Was das für die Behandlung bedeutet
Die gute Nachricht: Der Fettanteil lässt sich genauso behandeln wie jeder andere Fettfleck. Gallseife auf den angefeuchteten Fleck, ausreichend einwirken lassen, dann waschen. Das Fett geht in den meisten Fällen raus.
Was manchmal zurückbleibt, ist eine leichte Verfärbung durch den Farbstoffanteil – zum Beispiel ein schwacher Rotton nach einem Paprika-Ölfleck oder ein gräulicher Schleier nach einem Rußfleck. Dieser Rest ist kein Fettrest mehr, sondern eine Verfärbung, die mit einem universellen Fleckentferner gezielt behandelt werden kann.

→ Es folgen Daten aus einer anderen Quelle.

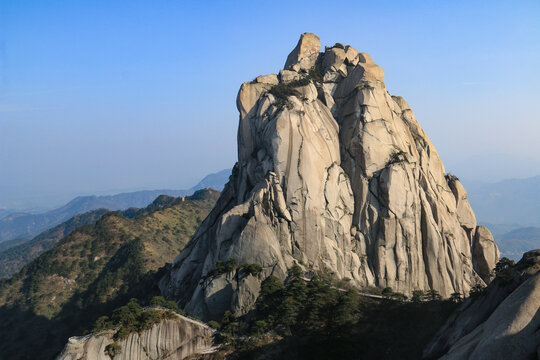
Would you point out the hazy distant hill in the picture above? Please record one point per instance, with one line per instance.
(506, 202)
(26, 226)
(514, 243)
(93, 270)
(14, 258)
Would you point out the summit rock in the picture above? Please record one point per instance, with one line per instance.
(336, 175)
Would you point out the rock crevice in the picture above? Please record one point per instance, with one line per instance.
(336, 175)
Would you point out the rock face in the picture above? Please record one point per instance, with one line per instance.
(502, 323)
(336, 175)
(170, 339)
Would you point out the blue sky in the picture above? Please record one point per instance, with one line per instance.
(108, 96)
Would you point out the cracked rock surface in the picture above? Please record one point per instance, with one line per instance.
(502, 323)
(174, 339)
(334, 174)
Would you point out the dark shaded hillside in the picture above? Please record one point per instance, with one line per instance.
(14, 258)
(22, 225)
(93, 270)
(25, 226)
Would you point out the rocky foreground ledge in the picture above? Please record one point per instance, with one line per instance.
(501, 323)
(172, 339)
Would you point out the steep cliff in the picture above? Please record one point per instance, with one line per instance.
(501, 323)
(174, 339)
(336, 175)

Reihenfolge also: zuerst das Fett lösen, dann die verbleibende Verfärbung separat angehen. Wer beides gleichzeitig mit einem einzigen starken Mittel versucht, riskiert, den Stoff zu beanspruchen, ohne das Problem wirklich in zwei Schritten zu lösen.

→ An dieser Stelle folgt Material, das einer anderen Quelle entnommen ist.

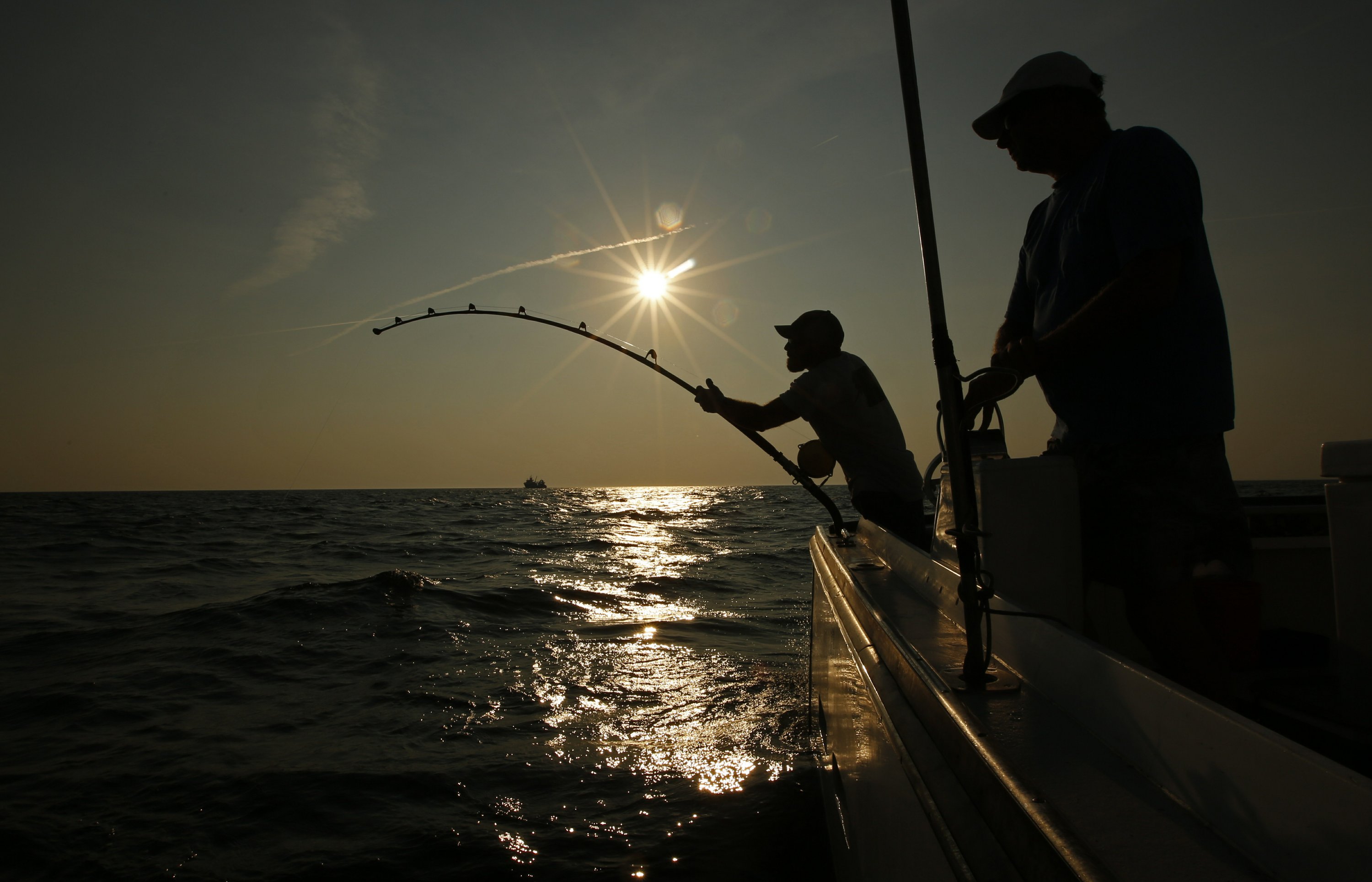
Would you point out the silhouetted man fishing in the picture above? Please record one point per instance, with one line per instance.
(1116, 309)
(840, 398)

Schwarze Flecken von Öl und Ruß
Maschinenöl, Fahrradkettenöl oder Grillruß sind kombinierte Flecken: Fett plus Partikel. Die Partikel – Ruß, Metallabrieb, verbrannte Rückstände – sitzen mechanisch in der Faser und lassen sich nicht einfach herauswaschen.

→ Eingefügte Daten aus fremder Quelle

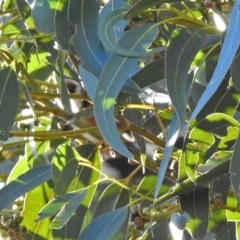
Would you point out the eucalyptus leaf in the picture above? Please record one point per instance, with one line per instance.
(107, 37)
(112, 79)
(86, 41)
(9, 92)
(66, 212)
(229, 49)
(235, 170)
(184, 43)
(24, 183)
(98, 229)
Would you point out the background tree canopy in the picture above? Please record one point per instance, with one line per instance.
(120, 120)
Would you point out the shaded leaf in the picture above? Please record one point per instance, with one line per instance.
(9, 92)
(235, 72)
(235, 170)
(184, 43)
(105, 32)
(144, 4)
(64, 168)
(196, 204)
(36, 230)
(105, 226)
(43, 14)
(112, 79)
(86, 41)
(110, 7)
(217, 159)
(66, 212)
(23, 184)
(229, 49)
(170, 141)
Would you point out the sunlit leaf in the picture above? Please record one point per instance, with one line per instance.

Hier hilft es, den Fleck vor der eigentlichen Behandlung trocken abzuklopfen oder vorsichtig mit einer weichen Bürste oberflächlich zu bearbeiten, um lose Partikel zu entfernen. Erst dann Gallseife auftragen. Wer sofort mit feuchten Mitteln arbeitet, arbeitet die Partikel tiefer in die Faser ein.
Bei sehr dunklen Ölflecken – etwa von einer Fahrradkette auf hellem Stoff – kann es sein, dass nach der Fettbehandlung noch ein grauer Schleier bleibt. Mehrere Behandlungsdurchgänge sind hier normal und kein Zeichen, dass der Fleck dauerhaft sitzt.
Was man nicht tun sollte
Ungewöhnlich gefärbte Flecken verleiten dazu, zu intensiv zu behandeln – weil sie beunruhigender aussehen als ein normaler Fettfleck. Das ist verständlich, aber kontraproduktiv. Intensives Reiben, zu hohe Temperaturen oder das gleichzeitige Mischen mehrerer Mittel helfen nicht schneller, sondern riskieren, den Stoff zu beschädigen oder die Verfärbung tiefer einzuarbeiten.
Ruhig, schonend und mit ausreichend Einwirkzeit vorgehen – das gilt bei ungewöhnlichen Fettflecken genauso wie bei jedem anderen.